Sunday, April 5, 2026

Thames Divers

Originally published in Pearson's Weekly (C. Arthur Pearson Ltd.) vol.1 #33 (07 Mar 1891).


        There is a great deal of diving done on the Thames, but the greatest interest of the business is associated with sea-diving, in which there has been adventure enough, according to all accounts, to elevate the diver's art almost to the regions of romance. In the river here at London it is prosaic enough, though even here the fact that labouring men can make fourteen shillings a day for eight hours' work—four hours under water and four above—seems to indicate that diving is not exactly in the roll of common occupations.
        Half-a-crown an hour appears to be the ordinary pay for a diver actually at work under water in the Thames, and a shilling an hour while he is above tending a comrade working below. The men work in turns, above four hours and four hours below in the course of the day, and they can make about four guineas a week. Six pounds a week is not an unusual sum for one of them to earn; indeed, that seems to be the general rate for good men when things are brisk.
        With such wages it may, perhaps, be thought surprising that there are not more competitors for the work, unpleasant though it may be. Diving in the Thames is not a very difficult or dangerous matter. A man ought to be in sound and vigorous health, and capable of resisting the effects of cold, but beyond this there is no special qualification required. It is the deep diving which tries a man, and the depth in the Thames is, of course, never great.
        But even in the Thames the work is very apt to find out the weak places in a man's constitution; and it is not everybody who can work for even half an hour in the bed of the river in the depth of winter. Men who are robust in constitution do not seem to suffer from it, and even many years of the work do not appear to result in any particular form of disease. It has been asserted that men have grown old in the business, though in early life they have been in danger of consumption, and the theory explaining this is a simple one.
        Men under water in a diving dress are breathing a condensed atmosphere, and are, therefore, inhaling oxygen in a concentrated form, and this, it is assumed, is conducive to the cure of consumption. It was announced three or four years ago that a Continental physician had been fitting up condensed air chambers for tho treatment of phthisis on just this principle, though what "the faculty" generally may have to say about it we do not know. But whether the praetice of diving may be regarded as a specific against disease or not, it certainly does not appear to be ordinarily attended by any particular malady.

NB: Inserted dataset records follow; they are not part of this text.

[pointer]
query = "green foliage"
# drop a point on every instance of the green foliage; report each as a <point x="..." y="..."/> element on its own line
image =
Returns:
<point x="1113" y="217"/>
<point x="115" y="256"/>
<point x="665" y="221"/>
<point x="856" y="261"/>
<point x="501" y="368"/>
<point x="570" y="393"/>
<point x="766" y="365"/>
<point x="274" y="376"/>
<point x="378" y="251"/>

        But there are two or three barriers in the way of a man's embarking in the diving line. Anyone who goes into it at all, and means to thrive in it, must be prepared to do whatever is demanded of him, and divers often have to undertake jobs that are rather trying to the nerves. A man cannot be sure that he will always find a job as unobjectionable as shovelling about the mud in a caisson at Blackfriars Bridge. He may occasionally have to go down to a Princess Alice steamboat, where a ghastly company of the dead will confront him in the gloom and loneliness of the river bottom.

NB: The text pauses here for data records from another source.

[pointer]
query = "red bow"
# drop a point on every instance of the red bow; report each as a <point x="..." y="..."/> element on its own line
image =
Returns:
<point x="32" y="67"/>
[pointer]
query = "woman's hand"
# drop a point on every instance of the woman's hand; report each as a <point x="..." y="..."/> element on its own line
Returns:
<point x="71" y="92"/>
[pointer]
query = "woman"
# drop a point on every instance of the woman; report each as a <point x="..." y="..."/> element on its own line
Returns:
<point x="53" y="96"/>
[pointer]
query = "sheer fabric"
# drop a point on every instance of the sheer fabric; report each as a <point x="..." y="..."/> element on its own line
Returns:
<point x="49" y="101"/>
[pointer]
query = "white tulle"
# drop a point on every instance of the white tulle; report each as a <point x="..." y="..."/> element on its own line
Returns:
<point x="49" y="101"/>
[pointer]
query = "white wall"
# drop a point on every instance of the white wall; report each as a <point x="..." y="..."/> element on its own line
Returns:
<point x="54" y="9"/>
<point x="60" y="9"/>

        Even in ordinary work in the river he may very likely now and again find himself in contact with the dead before he is aware of it. On this account alone a man who intends to become a diver should be tolerably strong of nerve, to say nothing of the risk, real pa not very great, of an accident by which he may be choked in his waterproof casing. Then, again, as we have said, he requires to be of a sound and vigorous constitution, while, above all, he must be a man who can work.
        A man who can't work above will certainly not be worth much below; and when we come to put these necessary qualifications together, it becomes plain that it is not everybody who can become a diver. And of those who are qualified, and are wanting work, it is only here and there one is found who gets an opportunity of learning this curious business. The apparatus is costly, and no one will employ a new hand while plenty of experienced divers are about.